In fact, right now, as you’re reading this post, you’re probably eating from a large plate of cheesy fig appetizers with prosciutto, handing out platefuls to neighbors, and — satiated to the point of bursting — dumping the enormous amounts of leftovers in the trash can, which you could only reach by nudging aside ankle-high piles of fresh figs to clear a path.)
Me, this was my first, and I had to prolong the torture of waiting for a taste-test by photographing the whole thing, lest the figs were a one-time fluke. (Please, oh, please don’t be a one-time fluke.)
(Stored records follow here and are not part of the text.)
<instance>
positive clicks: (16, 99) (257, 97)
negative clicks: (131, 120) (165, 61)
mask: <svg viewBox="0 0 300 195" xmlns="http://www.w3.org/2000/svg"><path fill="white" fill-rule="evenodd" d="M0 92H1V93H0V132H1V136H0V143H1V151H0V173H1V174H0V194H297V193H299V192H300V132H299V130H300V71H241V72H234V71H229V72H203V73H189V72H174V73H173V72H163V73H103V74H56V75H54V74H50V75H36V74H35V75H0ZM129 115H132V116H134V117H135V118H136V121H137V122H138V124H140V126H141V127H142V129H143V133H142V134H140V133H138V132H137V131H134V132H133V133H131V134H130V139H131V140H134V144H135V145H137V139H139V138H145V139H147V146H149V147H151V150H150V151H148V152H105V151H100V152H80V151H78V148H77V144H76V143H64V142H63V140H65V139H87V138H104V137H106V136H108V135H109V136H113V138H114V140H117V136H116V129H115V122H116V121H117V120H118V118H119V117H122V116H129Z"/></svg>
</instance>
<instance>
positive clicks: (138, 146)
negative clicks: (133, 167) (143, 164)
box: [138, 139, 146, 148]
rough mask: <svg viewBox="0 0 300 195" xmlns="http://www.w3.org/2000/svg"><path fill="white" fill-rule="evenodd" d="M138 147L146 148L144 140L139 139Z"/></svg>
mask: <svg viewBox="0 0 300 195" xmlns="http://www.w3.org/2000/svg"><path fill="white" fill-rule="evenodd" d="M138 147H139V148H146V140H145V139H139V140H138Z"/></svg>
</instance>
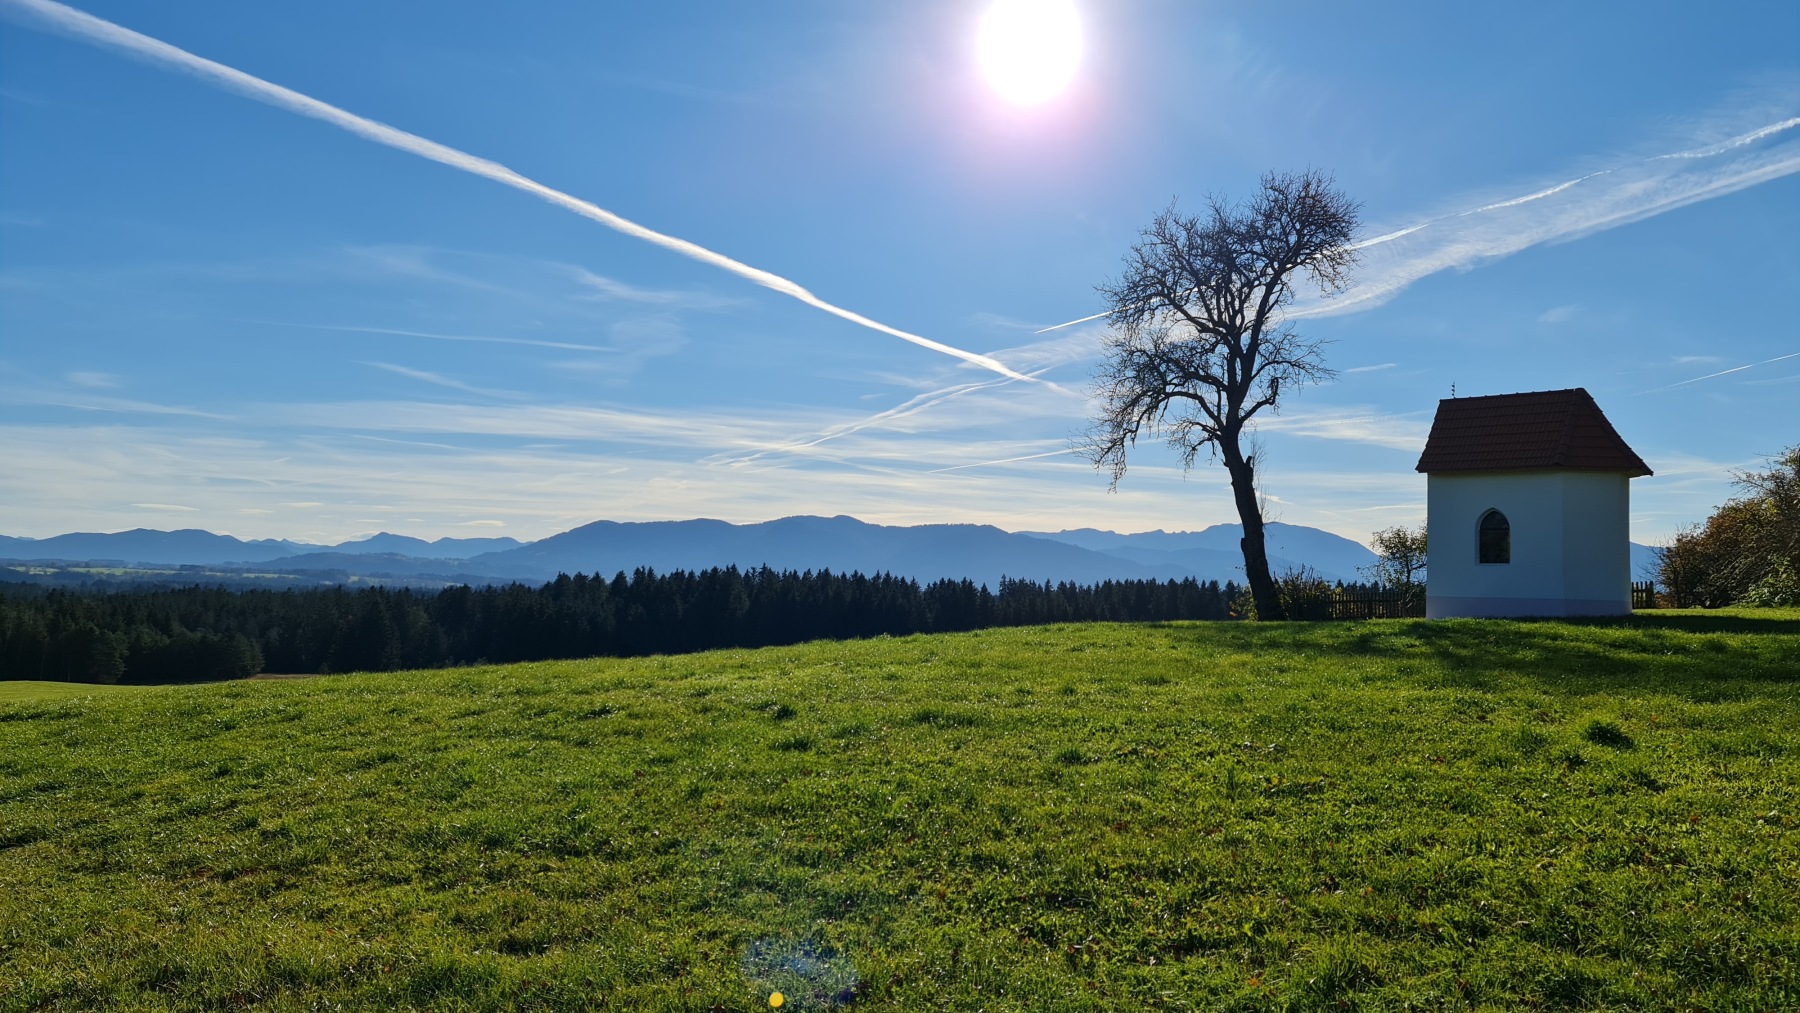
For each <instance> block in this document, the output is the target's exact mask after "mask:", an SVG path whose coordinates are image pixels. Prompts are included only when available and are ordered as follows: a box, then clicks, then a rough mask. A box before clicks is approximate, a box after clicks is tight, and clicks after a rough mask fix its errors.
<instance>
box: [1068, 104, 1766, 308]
mask: <svg viewBox="0 0 1800 1013" xmlns="http://www.w3.org/2000/svg"><path fill="white" fill-rule="evenodd" d="M1796 126H1800V117H1789V119H1784V121H1777V122H1771V124H1766V126H1760V128H1757V130H1751V131H1748V133H1741V135H1737V137H1732V139H1726V140H1721V142H1717V144H1708V146H1705V148H1692V149H1687V151H1672V153H1667V155H1652V157H1649V158H1640V160H1638V162H1629V164H1622V166H1615V167H1611V169H1600V171H1595V173H1588V175H1584V176H1577V178H1573V180H1564V182H1561V184H1555V185H1550V187H1544V189H1539V191H1532V193H1528V194H1523V196H1516V198H1508V200H1499V202H1492V203H1483V205H1480V207H1471V209H1467V211H1458V212H1453V214H1442V216H1438V218H1429V220H1426V221H1420V223H1417V225H1408V227H1404V229H1397V230H1393V232H1384V234H1381V236H1373V238H1370V239H1363V241H1359V243H1354V245H1352V247H1350V248H1352V250H1368V248H1373V247H1384V245H1390V243H1395V241H1397V239H1404V238H1408V236H1413V234H1415V232H1422V230H1426V229H1433V227H1444V225H1453V223H1458V221H1460V220H1474V221H1481V218H1480V216H1485V214H1489V212H1494V211H1507V209H1516V207H1521V205H1530V203H1535V202H1541V200H1546V198H1552V196H1557V194H1561V193H1566V191H1570V189H1573V187H1577V185H1580V184H1586V182H1589V180H1597V178H1600V176H1613V175H1627V173H1631V171H1633V169H1643V167H1647V166H1652V164H1656V162H1670V160H1688V162H1692V160H1703V158H1712V157H1717V155H1724V153H1728V151H1732V149H1735V148H1744V146H1750V144H1755V142H1759V140H1766V139H1769V137H1775V135H1778V133H1786V131H1791V130H1795V128H1796ZM1681 171H1683V169H1678V173H1681ZM1796 171H1800V157H1793V155H1787V157H1777V158H1764V160H1760V162H1757V164H1751V166H1748V167H1737V171H1732V173H1724V175H1712V176H1706V175H1701V176H1692V178H1679V176H1670V178H1674V180H1676V182H1678V184H1679V185H1667V180H1665V178H1661V176H1658V178H1654V180H1651V184H1656V185H1647V184H1645V180H1643V178H1634V182H1627V184H1624V185H1622V187H1615V189H1618V193H1613V191H1600V193H1597V194H1595V196H1593V198H1589V200H1588V202H1586V203H1579V205H1577V207H1575V209H1571V211H1564V212H1561V218H1555V220H1552V221H1541V220H1539V221H1523V223H1519V225H1514V227H1505V229H1503V227H1489V229H1487V232H1480V230H1478V232H1471V230H1469V229H1463V230H1453V232H1451V234H1447V236H1445V238H1444V239H1440V241H1438V245H1436V248H1427V250H1424V252H1413V254H1400V259H1397V261H1393V263H1390V264H1388V266H1386V272H1384V273H1382V272H1377V277H1373V279H1366V281H1363V282H1359V284H1357V286H1355V288H1352V290H1350V291H1348V293H1346V299H1341V300H1328V302H1318V304H1310V306H1305V308H1300V309H1296V311H1292V313H1289V315H1291V317H1312V315H1325V313H1343V311H1350V309H1352V308H1361V309H1368V308H1372V306H1377V304H1381V302H1382V300H1386V299H1388V297H1391V295H1395V293H1399V291H1400V290H1404V288H1406V286H1409V284H1413V282H1415V281H1418V279H1422V277H1426V275H1429V273H1436V272H1440V270H1445V268H1453V266H1467V264H1471V263H1478V261H1483V259H1492V257H1503V255H1508V254H1516V252H1519V250H1523V248H1526V247H1535V245H1539V243H1548V241H1555V239H1564V238H1571V236H1580V234H1586V232H1595V230H1600V229H1611V227H1615V225H1625V223H1629V221H1638V220H1642V218H1647V216H1651V214H1660V212H1663V211H1672V209H1676V207H1683V205H1688V203H1694V202H1697V200H1706V198H1712V196H1721V194H1726V193H1733V191H1739V189H1742V187H1748V185H1755V184H1760V182H1766V180H1773V178H1778V176H1786V175H1789V173H1796ZM1471 229H1480V227H1478V225H1474V223H1471ZM1402 247H1404V245H1402ZM1103 317H1107V313H1093V315H1087V317H1080V318H1076V320H1064V322H1062V324H1053V326H1049V327H1044V329H1040V331H1037V333H1039V335H1044V333H1049V331H1060V329H1062V327H1073V326H1076V324H1087V322H1091V320H1100V318H1103Z"/></svg>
They were everything I had hoped for, and more. Fig season is nearly over now, but one thing’s for certain: that farmer made a tactical error in selling figs that fateful day at the market.
I know where he farms, and I’m not above ringing the doorbell with basket in hand.
Karen xo
Figs Prosciutto
Ingredients
- fresh figs sliced in half
- soft flavorful cheese, such as gorgonzola dolce, goat or brie
- prosciutto thinly sliced
- honey for drizzling
- coarse sea salt
Instructions
- Preheat the oven to 350°F
- Stuff a small ball of cheese into the center of each fig half.
- Wrap the fig halves with narrow strips of prosciutto. The prosciutto will easily stick to itself, so no need to be perfect.
- Place the fig halves on a baking sheet and bake for about 10 minutes. Remove and allow to cool slightly. Plate, and drizzle with honey and a light sprinkling of sea salt.
Monica
Saturday 24th of August 2024
Question... can these be served at room temp or are they better slightly warmed?
Karen - SoupAddict
Saturday 24th of August 2024
I think they’re fine at room temp!
Marianne
Wednesday 18th of March 2020
A friend had a fig tree in Pittsburgh. Every winter he covered it with two sheets of plywood., removed them in spring and had mountains of figs. When he passed away and his house was sold, the new owners ripped out the fig tree and other bushes. Very sad.
Lisa
Saturday 28th of December 2019
So here’s the deal. I could not find fresh figs, so my hubby, the great substituter, lol, was shopping and got me dried figs. I painstakingly cut them down the middle and stuffed with goat cheese and followed the recipe as described and the dried figs were delicious. I just can’t imagine how wonderful they would be with the fresh figs. And PS lady in Cali with the tree, I would love to be your neighbor, lol
SoupAddict
Saturday 28th of December 2019
It’s so maddening - some years I find fresh figs, some I don’t. I think your dried substitute is inspired!
Kelly
Tuesday 29th of October 2019
Karen, my husband & I have a fig green tree & are always looking for new recipes. My favorite is a take on yours: we use blue cheese instead of goat & we grill them! Then drizzle w/ some aged balsamic. You should try it! I’m definitely going to try yours. Enjoy!
Courtenay
Sunday 1st of April 2018
I had never fresh figs either - I was sort of scared of them for some reason LOL. But, these figs were so yummy, with the cheese and the salty prosciutto. They were a huge hit at brunch!
SoupAddict
Sunday 1st of April 2018
So glad you liked them! Figs are still hard to find around here, so, I'm still stuck with it being just a special treat (womp-womp).